The Ambalapuzha temple is also renowned for its ‘pal – payasam’ a sweet pudding made from rice and milk, offered to the deity in the temple and then served to devotees and visitors.
Champakulam is resplendent with pristine backwater canals, lush expanses of paddies and coconut groves. Houseboats are the best modes of transportation though the backwaters and lakes in the area providing an intimate view of the people who live on the shores and their culture.
The St.Mary’s Forane Church in Champakulam, a fourth century church and one of the oldest churches in India, stands as an eloquent witness to the history of the area. An annual event here – the Champakulam Moolam Boat Race, quite possibly the oldest and one of the most popular snake boat races is well worth attending. The race is a rousing sight, wherein dozens of boats each more than a hundred feet in lengths slicing through the water, propelled by a hundred rowers, their oars synchronized oars songs that urge them on. The upraised and pointed prows of the boats resemble the heads of snakes poised to strike, the reason that these boats are called snake boats. The characteristically shaped boats owe their history to the war boats of the Chembakasherry rulers of the area.
The Alleppey Beach is a popular picnic spot and locals and visitors throng here in the evenings to view rather spectacular sunsets. Vendors sell cotton candy, drinks, ice cream. Alleppey was once a busy port on the Kerala coast and today the ruins of a pier, more than a hundred years old ( that British administrators built to transport goods from and to berthed ships)extends into the sea and is visible from the beach. The Alleppey lighthouse nearby offers spectacular sweeping views and is worth a visit.
Situated very near Alappuzha, life at the idyllic fishing village of Marari still goes on as it has since time immemorial. At the break of dawn fishermen set out to sea to bring in the day’s catch. Guests will soak in the seemingly endless stretches of fine sand on the beach fringed by swaying palms and rippling green fields. Marari is also an idea base from which to explore Kerala’s magnificent backwaters.

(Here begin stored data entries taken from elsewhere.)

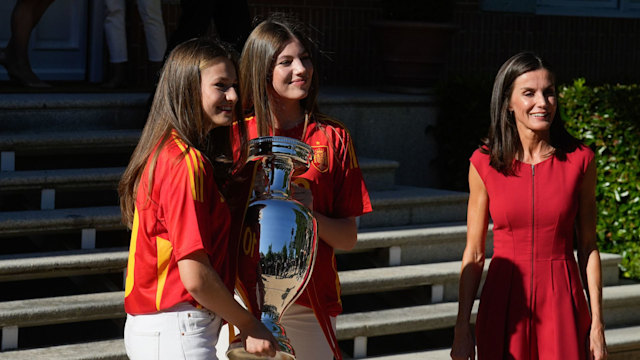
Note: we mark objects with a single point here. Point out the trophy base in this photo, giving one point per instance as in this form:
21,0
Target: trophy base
237,352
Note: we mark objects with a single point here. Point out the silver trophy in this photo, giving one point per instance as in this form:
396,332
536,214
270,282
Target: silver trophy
284,233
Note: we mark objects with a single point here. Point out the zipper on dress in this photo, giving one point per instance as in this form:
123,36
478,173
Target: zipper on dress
533,219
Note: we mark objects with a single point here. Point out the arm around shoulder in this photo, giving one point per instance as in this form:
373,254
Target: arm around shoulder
589,260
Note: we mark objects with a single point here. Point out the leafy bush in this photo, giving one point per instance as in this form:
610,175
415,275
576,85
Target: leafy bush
607,119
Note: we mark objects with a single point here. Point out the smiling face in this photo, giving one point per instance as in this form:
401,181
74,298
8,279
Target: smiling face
218,86
533,101
292,72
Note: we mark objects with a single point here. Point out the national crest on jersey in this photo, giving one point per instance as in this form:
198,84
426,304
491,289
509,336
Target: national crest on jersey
320,157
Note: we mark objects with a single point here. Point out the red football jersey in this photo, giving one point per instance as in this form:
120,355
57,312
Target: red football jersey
338,189
184,213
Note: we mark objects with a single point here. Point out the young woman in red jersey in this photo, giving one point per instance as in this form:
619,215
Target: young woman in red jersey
277,68
537,183
178,280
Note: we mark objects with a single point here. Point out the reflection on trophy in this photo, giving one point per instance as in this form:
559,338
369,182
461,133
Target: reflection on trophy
279,238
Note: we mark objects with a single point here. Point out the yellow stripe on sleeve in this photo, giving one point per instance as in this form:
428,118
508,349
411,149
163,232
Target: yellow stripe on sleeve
195,165
164,249
131,264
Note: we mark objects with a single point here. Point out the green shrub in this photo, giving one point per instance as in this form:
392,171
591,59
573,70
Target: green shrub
607,118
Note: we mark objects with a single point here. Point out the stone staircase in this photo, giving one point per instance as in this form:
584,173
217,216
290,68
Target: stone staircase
64,249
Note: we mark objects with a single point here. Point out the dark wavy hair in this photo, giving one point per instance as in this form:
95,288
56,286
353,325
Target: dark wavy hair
177,106
258,59
503,143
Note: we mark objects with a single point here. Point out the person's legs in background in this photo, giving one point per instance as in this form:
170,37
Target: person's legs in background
154,31
116,36
15,57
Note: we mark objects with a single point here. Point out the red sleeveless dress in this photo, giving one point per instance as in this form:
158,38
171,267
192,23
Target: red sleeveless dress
532,304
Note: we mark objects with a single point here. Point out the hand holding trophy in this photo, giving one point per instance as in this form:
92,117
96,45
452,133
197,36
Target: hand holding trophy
279,238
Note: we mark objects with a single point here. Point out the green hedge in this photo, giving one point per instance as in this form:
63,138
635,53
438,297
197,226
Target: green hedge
606,118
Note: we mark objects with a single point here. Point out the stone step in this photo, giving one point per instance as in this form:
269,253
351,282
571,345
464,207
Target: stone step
622,343
392,208
406,205
442,277
97,350
72,112
62,264
621,307
62,309
99,141
14,223
617,301
361,110
417,244
94,178
379,175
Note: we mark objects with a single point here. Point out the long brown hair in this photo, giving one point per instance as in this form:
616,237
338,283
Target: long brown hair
177,106
503,143
259,54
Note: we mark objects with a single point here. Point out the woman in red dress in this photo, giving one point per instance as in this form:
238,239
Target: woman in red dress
537,184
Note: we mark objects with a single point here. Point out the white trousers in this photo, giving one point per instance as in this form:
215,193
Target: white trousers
303,330
115,30
182,332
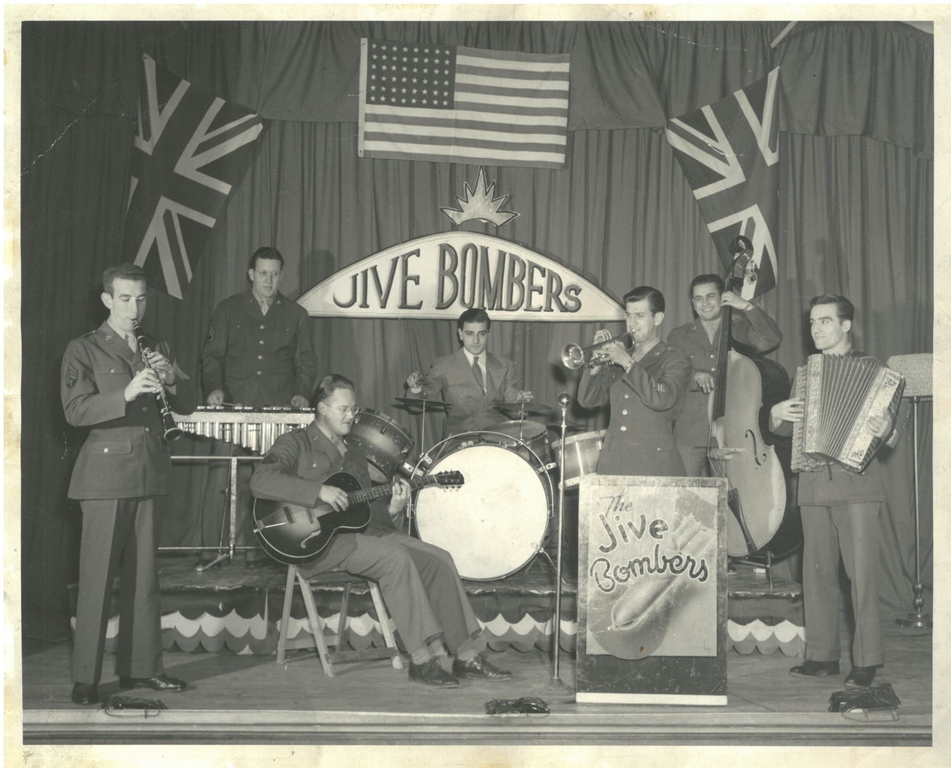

The Vembanad lake, Kerala’s longest freshwater lake in Kumarakom is a gateway to the fabled backwaters of Alleppey and a popular destination on the state’s tourist map. The lake teems with bunerous species of marine and freshwater fish, notably, shrimp and ‘karimeen’ (Pearl Spot) and many of the shacks that dot the shores of the lake and canals – shops that serve fresh toddy are also a gourmand’s delight. Remember, no visit to Kumarakom is complete without exploring the fabulous bird sanctuary.
KUMARAKOM BIRD SANCTUARY
Spread along the southern bank of the Kavanar River, the 14 sq.km. bird sanctuary is the favored by numerous flocks of migratory birds besides serving as the residence of indigenous species as well. Once a rubber plantation know as Baker’s Estate, Baker, its former owner developed it into a haven for waterfowl, cuckoos, owls, egrets, herons, cormorants, moorhens, darters, Brahmani kites and ducks. In the season come migratory Siberian cranes, parrots, teals, larks, flycatchers and others.
At dawn, these birds rise out of their forest homes and wing out over the lake. An early morning trek well before sunrise is an ideal time to bird watch.